Cagliari

Jana, studentessa trans cagliaritana: "Mi chiamano al maschile, difficile essere capita"

"Molti professori mi chiamano col nome anagrafico e i pronomi del mio genere. Recentemente mi è stato proibito l’utilizzo del bagno delle donne"

Jana, studentessa trans cagliaritana:

Di: Redazione Sardegna Live, foto corriere.it


Si chiama Jana Giacobbe e ha 18 anni la studentessa del liceo classico "Siotto" di Cagliari che ha raccontato la sua storia a corriere.it. Un intervento, il suo, ritenuto necessario dopo aver sentito la storia dello studente trans respinto dal docente del liceo Cavour di Roma, che non riconosce la sua carriera "alias".

"E' inaccettabile quello che è successo - spiega Jana -. Nel contesto cagliaritano e sardo purtroppo certe situazioni non sono nuove: ci sono poche scuole con la carriera alias, alcune la concedono ad personam, ma questo significa che non c’è un metodo che ti assicura di essere protetto".

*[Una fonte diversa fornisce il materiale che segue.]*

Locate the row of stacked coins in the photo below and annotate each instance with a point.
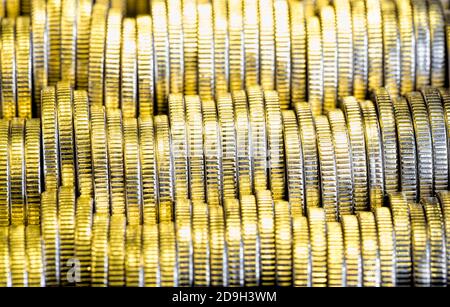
(211, 48)
(212, 150)
(251, 241)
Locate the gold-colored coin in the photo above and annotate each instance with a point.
(24, 67)
(35, 264)
(386, 244)
(275, 144)
(218, 260)
(436, 233)
(161, 52)
(133, 256)
(5, 188)
(301, 249)
(317, 234)
(150, 251)
(129, 84)
(116, 250)
(67, 224)
(344, 170)
(83, 21)
(54, 10)
(183, 228)
(250, 239)
(336, 260)
(283, 243)
(175, 35)
(112, 58)
(5, 276)
(150, 189)
(243, 142)
(406, 149)
(369, 249)
(145, 65)
(360, 49)
(232, 217)
(282, 52)
(251, 42)
(375, 43)
(298, 51)
(266, 224)
(258, 128)
(100, 249)
(212, 151)
(132, 167)
(267, 51)
(64, 100)
(355, 126)
(374, 153)
(423, 43)
(295, 184)
(164, 166)
(236, 34)
(96, 65)
(205, 38)
(330, 56)
(315, 65)
(68, 43)
(33, 170)
(420, 246)
(200, 243)
(50, 235)
(194, 121)
(83, 235)
(327, 167)
(407, 43)
(352, 251)
(345, 47)
(100, 163)
(167, 254)
(82, 141)
(391, 48)
(8, 69)
(17, 171)
(307, 132)
(190, 42)
(39, 52)
(402, 229)
(17, 254)
(225, 114)
(116, 159)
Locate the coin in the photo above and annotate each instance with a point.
(112, 58)
(128, 76)
(234, 242)
(24, 67)
(336, 262)
(406, 149)
(190, 42)
(330, 55)
(315, 65)
(83, 22)
(145, 64)
(283, 243)
(132, 167)
(327, 167)
(68, 44)
(8, 69)
(250, 240)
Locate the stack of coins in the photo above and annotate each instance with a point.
(315, 54)
(224, 143)
(254, 241)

"Io sono una persona non binaria - racconta la studentessa di Cagliari a corriere.it -, e secondo gli attuali schemi legislativi non posso ottenere la diagnosi di disforia di genere, cosa che mi preclude l’accesso alla carriera alias. Al momento da molti professori vengo chiamata col nome anagrafico, e i pronomi del mio genere anagrafico. Recentemente mi è stato proibito l’utilizzo del bagno delle donne, nonostante ci fosse intesa con le ragazze del piano, e questo ha fatto sì che io sia relegata a un bagno distinto che non mi fa sentire integrata. E quando mi diplomerò senza carriera alias dovrò far rettificare tutti i documenti".

Jana Giacobbe sta compiendo un percorso presso un centro dedicato ai disturbi identità di genere, che è un ramo del centro salute mentale. "Ma temo che dovrò rivolgermi a centri più grandi per vedermi riconosciuta".

"Io mi percepisco come persona trans - spiega ancora la giovane -, e voglio intraprendere un percorso per femminilizzarmi, senza togliere la mia non appartenenza a un genere preciso".

"Conosco persone trans che hanno smesso di andare a scuola per la loro condizione. Non è solo un problema di bullismo, se non c’è un apparato scolastico che ti protegge, più si cresce più ci si emargina. Molti amici trans si sono rifugiati nella droga, per sfuggire alla realtà".

"I tuoi genitori ti appoggiano?", chiede Valentina Santarpia, la giornalista intervistatrice. "Come possono? - è la risposta - Sono di un’altra generazione, si sente, a volte trovo difficile far capire loro che non è una faccenda di estro o sociale. Ma nonostante non siano ricchi, continuano a sostenermi, ci sono tanti ragazzi che vengono cacciati di casa. Non è solo questione di identità e rispetto ma anche di pane: se mi ritrovo a dover cercare lavoro, e nessuno mi assume, è un problema".

E i rapporti sentimentali? "Lego con chiunque, sono stata fortunata, grazie anche alla mia famiglia che ha fatto di tutto per permettermi di fare quello che mi serviva. Ma siamo in un periodo in cui la comunità trans è disprezzata, non è bastato nemmeno il suicidio di Cloe Bianco, l’arresto in un carcere femminile di Ciro Migliore, siamo di fronte a tanti soprusi verso la comunità e non ci rendiamo conto che è una questione di riconoscimento ma anche economica, siamo parte integrante e attiva della società".